Talvez este seja o trecho mais famoso do livro O Mundo Assombrado Pelos Demônios, de Carl Sagan. Acho perfeita esta analogia que ele faz entre o dragão da sua garagem e os dogmas não provados das diversas religiões que abundam pelo mundo.
Que tal compartilhar este texto com seus amigos? É só clicar nos botões abaixo e divulgar!
3 comentários Comentários e trackbacks estão fechados no momento.
E a ciencia, por sua necessidade constante de evidencias e comprovacoes lógicas, sempre foi tida como adversaria das religioes, na medida em que propoe outra visao do mundo.
concordo, e complemento: as religiões, todas elas, pecam na abordagem imutável, no fato de instituir cegamente uma verdade a ser seguida e não o processo pelo qual se chegou naquela verdade. é referente ao desenvolvimento do ser humano, sua psique, tanto indivual quanto coletivamente, e os caminhos são diferentes para todos. em sua rigidez dogmática, não difere muito daquele amigo chato que descobriu uma maneira de se dar bem na vida e acha que todo mundo tem de fazer igual a ele que está garantido. a maioria das pessoas descobre a verdade todos os dias. (a sua crença convicta, por exemplo, é que a crença é irracional e fraca. um tanto paradoxal, não acha?) eu discordo dos processos religiosos, mas não invalido a mensagem simbólica que carregam.

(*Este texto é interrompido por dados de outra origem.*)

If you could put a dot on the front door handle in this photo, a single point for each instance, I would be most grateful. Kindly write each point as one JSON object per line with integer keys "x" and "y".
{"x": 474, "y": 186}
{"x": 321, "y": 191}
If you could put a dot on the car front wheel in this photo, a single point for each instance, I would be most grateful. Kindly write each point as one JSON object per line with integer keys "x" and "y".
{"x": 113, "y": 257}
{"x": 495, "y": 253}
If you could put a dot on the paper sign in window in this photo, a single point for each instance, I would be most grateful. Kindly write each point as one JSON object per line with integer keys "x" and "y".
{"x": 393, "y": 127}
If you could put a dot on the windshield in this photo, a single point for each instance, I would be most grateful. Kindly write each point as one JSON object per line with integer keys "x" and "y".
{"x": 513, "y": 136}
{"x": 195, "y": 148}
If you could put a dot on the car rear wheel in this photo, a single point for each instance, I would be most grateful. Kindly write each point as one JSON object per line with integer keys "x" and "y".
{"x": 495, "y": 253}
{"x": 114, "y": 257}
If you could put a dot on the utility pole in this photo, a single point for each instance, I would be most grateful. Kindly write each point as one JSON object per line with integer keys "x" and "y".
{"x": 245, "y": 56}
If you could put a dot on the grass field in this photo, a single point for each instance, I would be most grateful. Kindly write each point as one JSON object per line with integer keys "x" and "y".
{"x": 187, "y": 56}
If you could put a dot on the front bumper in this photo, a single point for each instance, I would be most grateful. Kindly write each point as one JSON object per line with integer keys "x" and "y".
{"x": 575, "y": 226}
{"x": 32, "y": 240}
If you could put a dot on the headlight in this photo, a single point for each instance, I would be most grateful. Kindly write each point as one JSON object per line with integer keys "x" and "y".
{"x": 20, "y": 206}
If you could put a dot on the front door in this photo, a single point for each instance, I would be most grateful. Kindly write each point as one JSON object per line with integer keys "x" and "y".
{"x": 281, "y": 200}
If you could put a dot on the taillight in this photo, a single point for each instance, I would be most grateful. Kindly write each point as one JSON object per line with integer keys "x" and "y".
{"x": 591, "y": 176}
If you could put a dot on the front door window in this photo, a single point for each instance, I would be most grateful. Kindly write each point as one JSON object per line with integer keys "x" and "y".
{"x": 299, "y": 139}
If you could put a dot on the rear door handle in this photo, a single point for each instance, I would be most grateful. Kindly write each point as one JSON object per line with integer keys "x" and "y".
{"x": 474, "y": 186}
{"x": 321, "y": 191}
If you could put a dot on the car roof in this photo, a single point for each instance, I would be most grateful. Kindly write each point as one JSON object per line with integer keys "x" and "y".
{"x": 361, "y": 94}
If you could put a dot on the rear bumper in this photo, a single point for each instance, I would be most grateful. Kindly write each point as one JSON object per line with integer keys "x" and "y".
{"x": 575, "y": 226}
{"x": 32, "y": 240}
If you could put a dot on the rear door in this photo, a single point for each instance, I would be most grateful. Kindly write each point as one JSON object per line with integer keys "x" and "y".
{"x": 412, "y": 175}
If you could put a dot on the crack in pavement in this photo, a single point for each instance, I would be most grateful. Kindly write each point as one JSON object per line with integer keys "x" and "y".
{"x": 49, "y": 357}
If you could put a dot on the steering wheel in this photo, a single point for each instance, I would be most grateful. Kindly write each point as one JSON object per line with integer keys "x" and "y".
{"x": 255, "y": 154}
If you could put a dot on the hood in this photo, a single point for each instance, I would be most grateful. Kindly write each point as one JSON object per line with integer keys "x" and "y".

no caso do dragão invisível, e do método científico em geral, o erro está justamente na maneira em que se decide investigar a veracidade da questão. antes de qualquer teste empírico, primeira pergunta seria: e por que se afirma isso? a primeira instância é admitir que todos os objetos são nossa criação porque os vemos sob as nossas lentes embaçadas, olhar interiormente para perceber os motivos que nos fazem indagar por isso ou aquilo, e não outra coisa. é essa cisão entre observador e objeto de estudo que causa todas as aparentes contradições que se encontram entre as diversas áreas de conhecimento humano – a oposição entre antropos e teos é ilusória.
a religião trabalha por alegorias simbólicas, visando atingir o inconsciente, e a ciência trabalha por paradigmas conscientes, que não deixam de ser verdades instituídas tão arbitrariamente quanto os dogmas. as únicas respostas que cremos encontrar são aquelas das perguntas que fazemos. e acredite – aqui não há outra maneira senão pedir que confie em minha palavra -, praticamente todas as perguntas que fazemos nos dias de hoje são equivocadas.
mais: como os propósitos da religião e da ciência diferem entre si, não faz sentido querer comprovar um através dos métodos outro. seria agir como Jack, em Nightmare Before Christmas, analisando o Natal. põe as bolinhas sob o microscópio, dissolve as candycanes, copia os flocos de neve, tenta equacionar Papai Noel.